Testbed for some netarchivesuite docker experiments

Primary LanguageJinja

Running NetarchiveSuite Quickstart

Very Quick Start

docker-compose build

docker-compose up

will create a complete dockerised NetarchiveSuite with GUI on http://localhost:8078 and viewerproxy on localhost port 8878

In addition, a java debugger can be attached to the heritrix processes on port 8500 (Focused) or 8501 (Snapshot) and the NetarchiveSuite database will be exposed on port 6543.

For more information on using NetarchiveSuite, see the Quickstart Manual.

More About This Docker-Compose Assembly

The assembly starts a complete NetarchiveSuite installation consisting of 15 containers. Three of these containers are services used by NetarchiveSuite (jms-broker, ftp-server, postgres database) and the other 12 are a network of NetarchiveSuite applications. In a production environment, these 12 applications would run on multiple machines, possibly widely geographically distributed.

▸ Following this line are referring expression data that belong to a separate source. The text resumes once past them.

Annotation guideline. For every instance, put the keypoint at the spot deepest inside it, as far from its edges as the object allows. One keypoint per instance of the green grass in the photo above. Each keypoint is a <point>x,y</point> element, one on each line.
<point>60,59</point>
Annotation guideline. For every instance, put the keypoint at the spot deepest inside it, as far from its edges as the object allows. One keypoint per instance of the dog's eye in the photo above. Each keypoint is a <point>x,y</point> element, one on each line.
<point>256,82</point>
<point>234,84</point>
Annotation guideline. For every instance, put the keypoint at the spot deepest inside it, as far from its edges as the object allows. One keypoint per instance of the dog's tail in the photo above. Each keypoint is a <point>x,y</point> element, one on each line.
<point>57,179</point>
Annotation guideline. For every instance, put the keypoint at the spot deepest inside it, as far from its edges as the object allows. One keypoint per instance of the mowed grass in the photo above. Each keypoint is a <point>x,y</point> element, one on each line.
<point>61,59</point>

Each NetarchiveSuite application instance is based on the Dockerfile defined in the "nasapp" directory. Each application uses the same distribution of NetarchiveSuite software whose location is defined inside the Dockerfile. These can either be fetched from our nexus installation, or provided by the user - for example in order to test self-developed code.

The individual applications are defined by customising three jinja2 template files - start.sh.j2, settings.xml.j2, and logback.xml.j2. It is no coincidence that we use the same templating engine as ansible, as there is a long-standing ambition to develop an ansible-playbook deployment of NetarchiveSuite.

The docker-compose.yml defines environment variables for the templating of each of the 12 containers. The actual call to the jinja2 command line (j2) comes from the docker-entrypoint.sh script.

The installation emulates a NetarchiveSuite setup distributed over two geographic locations ("S" and "K"). In particular there is an instance of BitarchiveApplication at each of the two locations. Such a setup enables a geographically distributed bitpreservation environment.

The environment also defines two harvesters, each with its own harvesting channel - ("FOCUSED" and "SNAPSHOT"). The database configuration loaded in the nasdb container maps the "SNAPSHOT" channel to broad crawls - that is crawls of all known domains. In a realistic setup there could be many harvesters on many machines in multiple geographic locations.